Actually, and I know pure cichlid lovers won't like this, but with smaller (5") fh I have now, he's the smartest fish I've ever known. He attacks anything in his tank. I go thru 2-3 nets a week because he takes them from me and I'm afraid of hurting him trying to get it back.

He attacks the python I use to clean the tank. So I thought I would distract him with a cichlid stick. It worked. I clean the tank twice a week, and after a couple times I would put the cichlid stick farther and farther away until now it's at the other end of the tank. 
He goes after the tube and bites it for a sec still, but it's like a half-hearted attempt . He then turns right around and swims to the other side of the tank and waits for his treat.
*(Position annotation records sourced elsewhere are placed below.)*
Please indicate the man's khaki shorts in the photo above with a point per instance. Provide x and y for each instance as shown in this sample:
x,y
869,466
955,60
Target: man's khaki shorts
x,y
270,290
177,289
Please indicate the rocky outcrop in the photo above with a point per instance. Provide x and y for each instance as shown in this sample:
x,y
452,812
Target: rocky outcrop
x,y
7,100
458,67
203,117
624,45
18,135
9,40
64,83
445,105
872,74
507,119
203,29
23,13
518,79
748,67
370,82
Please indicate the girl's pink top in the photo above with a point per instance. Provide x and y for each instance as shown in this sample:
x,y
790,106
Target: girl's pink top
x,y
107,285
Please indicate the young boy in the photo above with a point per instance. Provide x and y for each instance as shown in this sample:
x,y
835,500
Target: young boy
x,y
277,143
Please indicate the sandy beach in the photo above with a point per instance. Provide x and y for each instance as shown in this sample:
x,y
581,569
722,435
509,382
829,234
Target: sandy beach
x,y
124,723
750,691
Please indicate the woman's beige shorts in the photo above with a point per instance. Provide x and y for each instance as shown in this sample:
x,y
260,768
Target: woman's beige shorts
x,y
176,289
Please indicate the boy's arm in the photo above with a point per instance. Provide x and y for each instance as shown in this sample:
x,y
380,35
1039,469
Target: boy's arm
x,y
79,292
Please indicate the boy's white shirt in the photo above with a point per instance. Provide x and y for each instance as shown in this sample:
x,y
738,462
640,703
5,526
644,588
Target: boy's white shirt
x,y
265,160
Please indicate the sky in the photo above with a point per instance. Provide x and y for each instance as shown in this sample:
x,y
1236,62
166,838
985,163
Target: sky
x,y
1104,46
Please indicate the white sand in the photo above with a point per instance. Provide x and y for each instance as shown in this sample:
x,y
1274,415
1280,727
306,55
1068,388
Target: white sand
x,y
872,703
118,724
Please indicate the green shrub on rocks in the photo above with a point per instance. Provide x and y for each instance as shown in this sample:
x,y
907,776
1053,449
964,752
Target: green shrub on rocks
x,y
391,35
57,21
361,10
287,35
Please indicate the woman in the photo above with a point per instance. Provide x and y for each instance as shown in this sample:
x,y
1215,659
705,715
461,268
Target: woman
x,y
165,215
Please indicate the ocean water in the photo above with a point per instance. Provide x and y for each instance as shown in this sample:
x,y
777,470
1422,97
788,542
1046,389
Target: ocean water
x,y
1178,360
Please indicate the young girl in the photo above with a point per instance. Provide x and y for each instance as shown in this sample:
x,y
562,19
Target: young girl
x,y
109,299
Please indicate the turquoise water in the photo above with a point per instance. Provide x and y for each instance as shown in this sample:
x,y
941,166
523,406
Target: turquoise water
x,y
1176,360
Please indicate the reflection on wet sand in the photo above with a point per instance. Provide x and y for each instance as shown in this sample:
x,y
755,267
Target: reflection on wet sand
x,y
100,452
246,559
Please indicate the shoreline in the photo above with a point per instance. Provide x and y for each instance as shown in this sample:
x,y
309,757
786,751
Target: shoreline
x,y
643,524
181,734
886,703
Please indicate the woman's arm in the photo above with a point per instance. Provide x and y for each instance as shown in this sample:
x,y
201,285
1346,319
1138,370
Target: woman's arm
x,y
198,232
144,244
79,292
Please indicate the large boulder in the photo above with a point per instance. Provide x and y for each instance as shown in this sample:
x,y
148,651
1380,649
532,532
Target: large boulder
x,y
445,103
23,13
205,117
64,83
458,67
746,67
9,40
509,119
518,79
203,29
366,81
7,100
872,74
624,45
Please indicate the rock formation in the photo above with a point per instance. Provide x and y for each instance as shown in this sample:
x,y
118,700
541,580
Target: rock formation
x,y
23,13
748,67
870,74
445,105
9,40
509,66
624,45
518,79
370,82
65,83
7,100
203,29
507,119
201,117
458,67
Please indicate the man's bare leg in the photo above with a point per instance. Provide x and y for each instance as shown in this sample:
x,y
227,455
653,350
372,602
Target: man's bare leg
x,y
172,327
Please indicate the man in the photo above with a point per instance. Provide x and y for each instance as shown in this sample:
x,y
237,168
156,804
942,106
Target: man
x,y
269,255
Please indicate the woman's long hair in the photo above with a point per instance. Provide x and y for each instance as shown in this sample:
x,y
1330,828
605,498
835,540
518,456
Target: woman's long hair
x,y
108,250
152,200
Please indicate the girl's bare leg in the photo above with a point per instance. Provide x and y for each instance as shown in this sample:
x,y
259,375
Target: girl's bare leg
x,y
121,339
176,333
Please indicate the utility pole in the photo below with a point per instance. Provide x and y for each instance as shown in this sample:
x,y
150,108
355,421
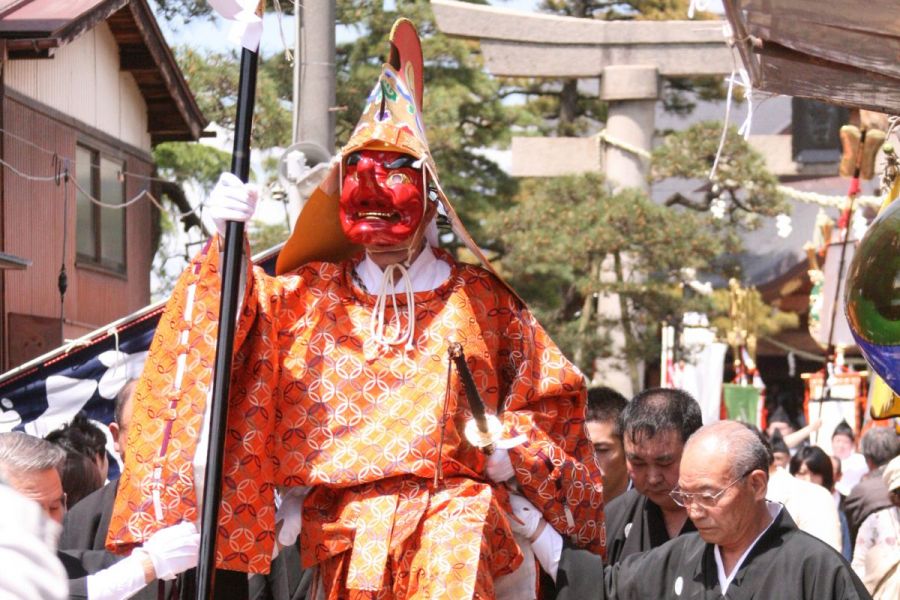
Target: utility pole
x,y
314,73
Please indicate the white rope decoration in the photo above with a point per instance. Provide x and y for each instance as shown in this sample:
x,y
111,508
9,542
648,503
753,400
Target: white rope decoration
x,y
377,327
823,200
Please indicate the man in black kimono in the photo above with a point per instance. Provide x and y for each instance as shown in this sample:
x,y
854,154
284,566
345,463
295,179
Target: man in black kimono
x,y
85,527
744,547
655,426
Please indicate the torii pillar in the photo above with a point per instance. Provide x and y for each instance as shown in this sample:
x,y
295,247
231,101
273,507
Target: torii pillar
x,y
630,57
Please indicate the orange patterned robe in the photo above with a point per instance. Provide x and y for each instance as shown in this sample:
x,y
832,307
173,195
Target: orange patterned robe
x,y
314,401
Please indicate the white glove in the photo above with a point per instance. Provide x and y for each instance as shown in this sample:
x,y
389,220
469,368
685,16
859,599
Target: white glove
x,y
290,515
122,580
548,550
499,468
526,517
231,200
528,522
173,550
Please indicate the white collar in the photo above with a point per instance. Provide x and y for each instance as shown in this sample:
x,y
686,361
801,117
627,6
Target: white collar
x,y
426,273
725,580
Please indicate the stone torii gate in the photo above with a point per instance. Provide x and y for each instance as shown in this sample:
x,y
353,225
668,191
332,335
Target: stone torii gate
x,y
629,57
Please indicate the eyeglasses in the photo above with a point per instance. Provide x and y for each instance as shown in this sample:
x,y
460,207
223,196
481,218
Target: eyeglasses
x,y
704,499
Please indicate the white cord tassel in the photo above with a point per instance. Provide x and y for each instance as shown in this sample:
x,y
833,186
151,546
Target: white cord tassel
x,y
378,329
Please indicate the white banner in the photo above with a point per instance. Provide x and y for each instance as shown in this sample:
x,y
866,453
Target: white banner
x,y
246,25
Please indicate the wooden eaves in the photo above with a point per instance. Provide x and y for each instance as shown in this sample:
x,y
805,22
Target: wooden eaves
x,y
38,28
834,51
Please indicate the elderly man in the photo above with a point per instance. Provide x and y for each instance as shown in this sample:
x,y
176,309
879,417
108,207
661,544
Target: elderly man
x,y
31,466
744,547
878,445
655,426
When I'm on "his" side of the tank, nothing works and he doesn't move, even if I prod him with the tube.
he won't budge, So I'm not sure if he's smart or what, but it's still cute all the same.

There are so many ways to condition your fish to do tricks. It all involves food. Fish are never actually "smart". They don't think. They act upon instinct and are "conditioned".
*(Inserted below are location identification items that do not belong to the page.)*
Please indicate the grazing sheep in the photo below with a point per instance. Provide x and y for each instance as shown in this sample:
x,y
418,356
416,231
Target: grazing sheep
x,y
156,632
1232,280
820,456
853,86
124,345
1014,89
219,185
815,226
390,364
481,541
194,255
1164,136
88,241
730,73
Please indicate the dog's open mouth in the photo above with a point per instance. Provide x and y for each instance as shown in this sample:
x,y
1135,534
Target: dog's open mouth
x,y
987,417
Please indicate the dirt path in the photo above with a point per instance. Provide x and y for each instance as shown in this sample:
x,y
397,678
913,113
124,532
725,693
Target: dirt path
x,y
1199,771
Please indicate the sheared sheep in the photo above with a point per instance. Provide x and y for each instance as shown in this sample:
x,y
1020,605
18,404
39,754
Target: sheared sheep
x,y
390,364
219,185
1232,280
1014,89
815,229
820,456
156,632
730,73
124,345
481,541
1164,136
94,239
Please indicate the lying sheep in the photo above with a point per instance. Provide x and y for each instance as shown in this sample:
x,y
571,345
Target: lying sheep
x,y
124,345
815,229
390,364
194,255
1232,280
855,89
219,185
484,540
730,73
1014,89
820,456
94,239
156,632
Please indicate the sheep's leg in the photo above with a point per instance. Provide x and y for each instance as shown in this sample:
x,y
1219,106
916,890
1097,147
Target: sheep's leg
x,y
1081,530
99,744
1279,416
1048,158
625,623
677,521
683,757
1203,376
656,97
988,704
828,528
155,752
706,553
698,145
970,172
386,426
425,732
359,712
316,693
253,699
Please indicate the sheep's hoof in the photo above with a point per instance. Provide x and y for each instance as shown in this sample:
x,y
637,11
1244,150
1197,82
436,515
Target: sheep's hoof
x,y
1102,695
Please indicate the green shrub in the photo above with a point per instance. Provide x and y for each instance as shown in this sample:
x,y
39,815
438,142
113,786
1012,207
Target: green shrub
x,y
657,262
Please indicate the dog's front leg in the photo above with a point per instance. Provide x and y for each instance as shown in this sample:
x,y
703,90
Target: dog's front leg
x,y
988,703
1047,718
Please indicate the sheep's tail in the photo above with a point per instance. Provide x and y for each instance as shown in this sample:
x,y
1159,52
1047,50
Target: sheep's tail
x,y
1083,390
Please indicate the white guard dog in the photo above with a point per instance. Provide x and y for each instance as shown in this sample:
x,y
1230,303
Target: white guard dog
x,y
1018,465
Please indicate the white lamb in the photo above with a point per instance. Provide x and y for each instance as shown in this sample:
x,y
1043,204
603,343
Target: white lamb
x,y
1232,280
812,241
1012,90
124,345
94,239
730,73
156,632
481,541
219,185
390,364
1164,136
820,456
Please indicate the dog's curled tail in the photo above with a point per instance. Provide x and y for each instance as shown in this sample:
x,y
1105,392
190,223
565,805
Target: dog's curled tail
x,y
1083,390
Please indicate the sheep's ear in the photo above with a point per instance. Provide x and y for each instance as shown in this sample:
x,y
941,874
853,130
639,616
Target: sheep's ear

It's all about how much time you want to spend with your cichlids. If you have no life, like me, then you'll have a lot of smart cichlids, no matter what breed.


----------



## Black Piranha (Feb 1, 2003)

Oscars and Electric Catfish


----------



## EMJAY (Feb 27, 2003)

great, go for it eric, im all ears as im really interested in a puffer tank, maybe even a 25 gallon.


----------



## pcrose (Mar 9, 2003)

red devils are more aggresive I have never really seen a midas and oscars kick ass because they eat out of your hands and latch on to your finger and they let you pet them so yeah they are like dogs.


----------